"Quando todos os cálculos complicados se revelam falsos, quando os próprios filósofos não têm nada mais a dizer-nos, é desculpável que nos voltemos para a chilreada fortuita dos pássaros ou para o longínquo contrapeso dos astros ou para o sorriso das vacas."
Marguerite Yourcenar, Memórias de Adriano (revista e acrescentada por Carlos C., segundo Aníbal C. S.)

quinta-feira, 2 de junho de 2016

Dêem-me um dia banal... ou um calendário revolucionário

Ontem foi dia da criançada, hoje é dia não sei do quê e todos os dias são dias de qualquer coisa, pelo horror ao vazio de ser um dia de coisa nenhuma.

Enchemos os dias de nomes, de causas e de boas intenções. Mas, cheios de tanta boa vontade e de tantos lembretes, atafulhamos com essa informação o nosso cérebro (já com tantos gigas ocupados e tão pouco espaço na memória!...). As redes sociais bem nos fazem lembrar, mas eu acho que já dei abraços quando, afinal, era dia dos beijos e já felicitei sobrinhos, quando o dia era dos irmãos.
Não se perdeu nada! Eu nem tenho irmãos...

E assim trocamos datas e perdemo-nos nas comemorações do calendário paralelo, salvo quando as acções publicitárias dos Namorados, Mulheres, Pais, Mães e Crianças nos bombardeiam, pelos interesses comerciais. Aí, não nos dão grandes possibilidades de fuga à lembrança. Mas nessas alturas entro no modo “Recusa”: fico contra os dias.
Como dizia a letra de um fado de antigamente: “Tudo o que é de mais enjoa / sempre a mesma coisa cansa”.

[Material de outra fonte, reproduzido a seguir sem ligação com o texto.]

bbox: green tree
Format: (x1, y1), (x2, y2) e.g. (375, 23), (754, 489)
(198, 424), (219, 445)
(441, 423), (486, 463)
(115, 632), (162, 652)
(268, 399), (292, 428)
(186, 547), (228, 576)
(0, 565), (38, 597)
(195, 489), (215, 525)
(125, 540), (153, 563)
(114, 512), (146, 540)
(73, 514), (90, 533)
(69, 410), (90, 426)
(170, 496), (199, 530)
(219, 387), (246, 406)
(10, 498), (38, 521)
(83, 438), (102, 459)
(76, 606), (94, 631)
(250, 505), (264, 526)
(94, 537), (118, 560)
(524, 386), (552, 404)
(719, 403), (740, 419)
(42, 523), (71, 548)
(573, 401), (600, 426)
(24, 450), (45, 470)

Apetecem-me dias iguais em que seja eu a decidir quem ou o que celebro e homenageio.
Apetece-me fazer um calendário revolucionário, um calendário pessoal, porventura parecido com o que a Convenção Nacional, em 1792, durante o período revolucionário em França, resolveu aprovar para marcar o início de uma nova era da humanidade.
De base solar, o calendário tinha uma série de inovações que passavam, nomeadamente, por outra forma da contagem das horas e dos minutos, tendo em consideração o revolucionário sistema decimal.



Para dar o nome aos dias e aos meses desse calendário republicano, foi chamado o poeta Fabre d’Églantine. Quem melhor do que um poeta para essa nobre função?
E o poeta, baseando a nomenclatura dos dias e meses no ciclo da Natureza – nada de sinais de clericalismo! - recorreu ao auxílio do jardineiro do Jardin des Plantes de Paris.

Desconheço o nome que o dia de hoje teria nesse calendário, mas sei que estaríamos no mês do Prairial (referente aos prados).
Numa revolução que se pretendia igualitária, o número de dias de cada mês não podia ser diferente: todos tinham 30 dias. Sobravam, ao fim de cada ano, uns dias complementares, os quais tinham nomes interessantes: Dia da Virtude, Dia do Engenho, Dia do Trabalho, Dia da Opinião e Dia das Recompensas.
Se o ano fosse bissexto, havia lugar ao Dia da Revolução.



O poeta, como muitos revolucionários, perdeu literalmente a cabeça - foi guilhotinado, em 1794. O calendário sobreviveu até Napoleão repor o calendário gregoriano (1805).
Não foi uma exigência dos mercados. Foi do Papa... para abençoar o Império.